Ihr inszeniert zwei völlig unterschiedliche Stücke in dieser Spielzeit, bei beiden spielt aber das Verhältnis von Mensch und Natur eine Rolle. Worum geht es in deinem Stück, Florian?
Florian Schaumberger: Mit Naturdarstellungen möchte ich beim Publikum unterschiedliche Assoziationen hervorrufen. Schon im Prolog zeige ich einen Sommersturm auf der Bühne, dafür arbeite ich mit Wind- und Nebelmaschinen. Und mit dem Geruch von Petrichor.
Wie riecht Petrichor?
Florian Schaumberger: Nach Regen auf trockener Erde. Petrichor heißt die chemische Verbindung, die dabei entsteht.
Und wovon handelt dein Stück?
Florian Schaumberger: Mit Hilfe von vorproduzierten Videosequenzen folgt man einem jungen Menschen in den Supermarkt, dort macht er eine traumatische Erfahrung: Vor ihm an der Kasse bricht ein alter Mann zusammen und stirbt. In der Folge entsteht bei ihm eine Faszination für den Übergang des Körpers in einen anderen Zustand. Er begibt sich auf die Suche nach dem Ende des Lebendigen und ist fasziniert von den chemischen Prozessen, die dem Tod folgen: Kompostieren, Verbrennen, in Energie verwandeln.
Was macht den Vorgang des Vergehens so reizvoll?

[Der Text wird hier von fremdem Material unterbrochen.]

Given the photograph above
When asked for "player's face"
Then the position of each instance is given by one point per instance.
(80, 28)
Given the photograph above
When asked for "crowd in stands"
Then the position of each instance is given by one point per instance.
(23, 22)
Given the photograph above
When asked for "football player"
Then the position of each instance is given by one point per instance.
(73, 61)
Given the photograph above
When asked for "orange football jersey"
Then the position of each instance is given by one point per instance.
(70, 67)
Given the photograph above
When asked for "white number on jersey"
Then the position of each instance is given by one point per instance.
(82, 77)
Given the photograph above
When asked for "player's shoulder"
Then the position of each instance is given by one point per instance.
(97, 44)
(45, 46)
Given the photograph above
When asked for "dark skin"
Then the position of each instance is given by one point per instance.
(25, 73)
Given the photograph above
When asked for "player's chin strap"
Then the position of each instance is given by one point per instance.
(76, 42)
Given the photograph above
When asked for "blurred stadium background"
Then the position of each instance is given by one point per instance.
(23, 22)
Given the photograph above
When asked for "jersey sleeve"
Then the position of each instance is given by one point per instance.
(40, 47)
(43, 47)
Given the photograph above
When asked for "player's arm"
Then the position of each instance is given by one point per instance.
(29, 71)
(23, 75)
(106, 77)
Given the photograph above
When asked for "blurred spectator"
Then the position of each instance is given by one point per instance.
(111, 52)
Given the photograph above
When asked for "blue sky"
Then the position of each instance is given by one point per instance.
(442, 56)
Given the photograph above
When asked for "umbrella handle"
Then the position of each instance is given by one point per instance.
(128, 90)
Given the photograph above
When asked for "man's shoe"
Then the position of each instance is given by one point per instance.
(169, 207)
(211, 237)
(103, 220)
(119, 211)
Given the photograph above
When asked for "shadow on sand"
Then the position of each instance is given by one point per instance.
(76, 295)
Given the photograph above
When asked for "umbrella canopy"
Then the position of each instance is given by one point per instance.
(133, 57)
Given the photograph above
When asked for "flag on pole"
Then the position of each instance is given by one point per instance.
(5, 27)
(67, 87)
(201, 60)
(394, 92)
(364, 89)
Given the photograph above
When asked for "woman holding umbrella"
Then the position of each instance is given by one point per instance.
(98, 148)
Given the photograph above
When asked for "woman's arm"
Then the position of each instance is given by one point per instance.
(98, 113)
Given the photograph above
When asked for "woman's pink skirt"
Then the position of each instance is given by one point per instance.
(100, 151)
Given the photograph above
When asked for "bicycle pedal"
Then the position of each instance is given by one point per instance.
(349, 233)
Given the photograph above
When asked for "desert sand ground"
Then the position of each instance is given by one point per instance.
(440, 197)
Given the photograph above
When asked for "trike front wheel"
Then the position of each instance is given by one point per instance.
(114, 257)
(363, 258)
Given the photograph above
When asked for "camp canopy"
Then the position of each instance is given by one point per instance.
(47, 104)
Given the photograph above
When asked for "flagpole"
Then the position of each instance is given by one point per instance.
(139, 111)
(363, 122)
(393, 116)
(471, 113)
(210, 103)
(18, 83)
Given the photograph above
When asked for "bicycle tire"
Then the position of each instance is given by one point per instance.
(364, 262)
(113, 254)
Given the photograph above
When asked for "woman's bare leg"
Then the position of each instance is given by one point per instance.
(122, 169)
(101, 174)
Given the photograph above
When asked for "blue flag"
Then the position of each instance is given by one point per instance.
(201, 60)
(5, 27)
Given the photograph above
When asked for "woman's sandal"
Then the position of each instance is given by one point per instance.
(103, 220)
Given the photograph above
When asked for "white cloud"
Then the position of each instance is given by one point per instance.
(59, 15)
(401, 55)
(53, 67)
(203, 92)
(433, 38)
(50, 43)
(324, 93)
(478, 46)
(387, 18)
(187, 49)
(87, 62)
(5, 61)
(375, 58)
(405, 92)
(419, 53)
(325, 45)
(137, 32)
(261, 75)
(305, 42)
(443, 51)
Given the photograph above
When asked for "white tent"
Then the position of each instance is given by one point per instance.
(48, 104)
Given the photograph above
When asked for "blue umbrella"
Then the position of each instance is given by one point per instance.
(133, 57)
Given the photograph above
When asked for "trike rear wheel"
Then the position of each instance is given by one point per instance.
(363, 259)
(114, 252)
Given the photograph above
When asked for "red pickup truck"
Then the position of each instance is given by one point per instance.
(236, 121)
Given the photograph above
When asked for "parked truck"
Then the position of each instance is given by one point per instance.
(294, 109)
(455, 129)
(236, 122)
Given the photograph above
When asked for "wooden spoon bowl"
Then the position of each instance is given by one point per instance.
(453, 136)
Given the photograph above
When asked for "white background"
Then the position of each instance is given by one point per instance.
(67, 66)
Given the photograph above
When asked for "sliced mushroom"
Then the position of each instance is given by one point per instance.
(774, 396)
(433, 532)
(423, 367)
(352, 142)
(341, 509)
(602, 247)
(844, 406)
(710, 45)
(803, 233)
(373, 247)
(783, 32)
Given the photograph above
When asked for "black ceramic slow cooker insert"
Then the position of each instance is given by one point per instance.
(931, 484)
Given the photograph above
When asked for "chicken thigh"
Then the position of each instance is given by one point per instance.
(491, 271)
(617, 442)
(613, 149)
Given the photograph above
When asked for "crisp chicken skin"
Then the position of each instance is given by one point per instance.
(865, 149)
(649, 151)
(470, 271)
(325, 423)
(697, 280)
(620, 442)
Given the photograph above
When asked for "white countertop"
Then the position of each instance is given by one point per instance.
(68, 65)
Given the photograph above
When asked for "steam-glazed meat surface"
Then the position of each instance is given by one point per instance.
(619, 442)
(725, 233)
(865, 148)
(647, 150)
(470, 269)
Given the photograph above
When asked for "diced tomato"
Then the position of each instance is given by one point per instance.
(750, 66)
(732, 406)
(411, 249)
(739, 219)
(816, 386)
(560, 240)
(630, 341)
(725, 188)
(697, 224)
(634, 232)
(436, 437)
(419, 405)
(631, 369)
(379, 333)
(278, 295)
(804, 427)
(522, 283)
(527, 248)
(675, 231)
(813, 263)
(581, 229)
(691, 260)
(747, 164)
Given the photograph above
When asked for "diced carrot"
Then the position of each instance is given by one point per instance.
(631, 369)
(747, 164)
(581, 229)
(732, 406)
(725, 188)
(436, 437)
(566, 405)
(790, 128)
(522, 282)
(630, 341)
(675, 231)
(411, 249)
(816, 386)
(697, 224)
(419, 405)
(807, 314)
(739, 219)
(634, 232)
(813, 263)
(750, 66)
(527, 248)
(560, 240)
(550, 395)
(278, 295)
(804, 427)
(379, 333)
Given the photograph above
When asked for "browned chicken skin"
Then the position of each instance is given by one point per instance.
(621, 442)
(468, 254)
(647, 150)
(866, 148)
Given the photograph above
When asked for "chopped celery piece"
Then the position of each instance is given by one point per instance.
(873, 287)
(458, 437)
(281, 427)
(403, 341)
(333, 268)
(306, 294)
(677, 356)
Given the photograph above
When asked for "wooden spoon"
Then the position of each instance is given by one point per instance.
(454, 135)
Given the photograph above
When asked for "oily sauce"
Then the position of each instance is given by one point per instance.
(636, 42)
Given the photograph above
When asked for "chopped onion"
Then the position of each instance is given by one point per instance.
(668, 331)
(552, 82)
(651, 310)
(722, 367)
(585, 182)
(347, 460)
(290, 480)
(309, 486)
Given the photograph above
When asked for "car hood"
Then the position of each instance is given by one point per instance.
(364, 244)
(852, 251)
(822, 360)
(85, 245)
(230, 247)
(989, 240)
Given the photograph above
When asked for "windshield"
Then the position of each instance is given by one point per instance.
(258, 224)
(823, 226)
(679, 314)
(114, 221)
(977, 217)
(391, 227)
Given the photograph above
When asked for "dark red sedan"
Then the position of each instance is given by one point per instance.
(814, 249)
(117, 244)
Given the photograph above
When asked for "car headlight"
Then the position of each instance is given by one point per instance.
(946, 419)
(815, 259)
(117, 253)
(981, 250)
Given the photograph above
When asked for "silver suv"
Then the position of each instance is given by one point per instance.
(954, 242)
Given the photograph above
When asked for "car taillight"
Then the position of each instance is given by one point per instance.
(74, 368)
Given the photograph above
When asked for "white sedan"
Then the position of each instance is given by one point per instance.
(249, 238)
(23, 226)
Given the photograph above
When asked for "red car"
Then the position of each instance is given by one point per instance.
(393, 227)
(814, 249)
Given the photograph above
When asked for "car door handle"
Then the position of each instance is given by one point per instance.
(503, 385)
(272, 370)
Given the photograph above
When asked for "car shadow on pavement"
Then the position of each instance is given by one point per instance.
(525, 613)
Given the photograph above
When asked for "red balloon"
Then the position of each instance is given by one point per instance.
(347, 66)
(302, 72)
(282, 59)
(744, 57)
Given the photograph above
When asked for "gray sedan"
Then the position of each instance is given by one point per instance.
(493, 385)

Florian Schaumberger: Während der Pandemie wurden das Alter und der Tod zu großen Themen, die Angst vor dem Sterben war allgegenwertig. Man fürchtet sich – ausgelöst durch das Virus – vor dem, was man ist: Natur.
Man fürchtet sich, vor dem, was man ist: Natur.
Der Tod als endgültiger Sieg der Natur: Ist das auch etwas, das dich interessiert, Jessica?
Jessica Glause: Ja, denn wir verdrängen den Zyklus der Natur. Mit der Geburt schenke ich den Tod. Oder: Bekomme ihn geschenkt. Ich kann nichts dagegen tun. Es ist schmerzhaft, einen Körper zu haben, der altert. Oder zu sehen, wie die Menschen, die man liebt, altern und krank werden.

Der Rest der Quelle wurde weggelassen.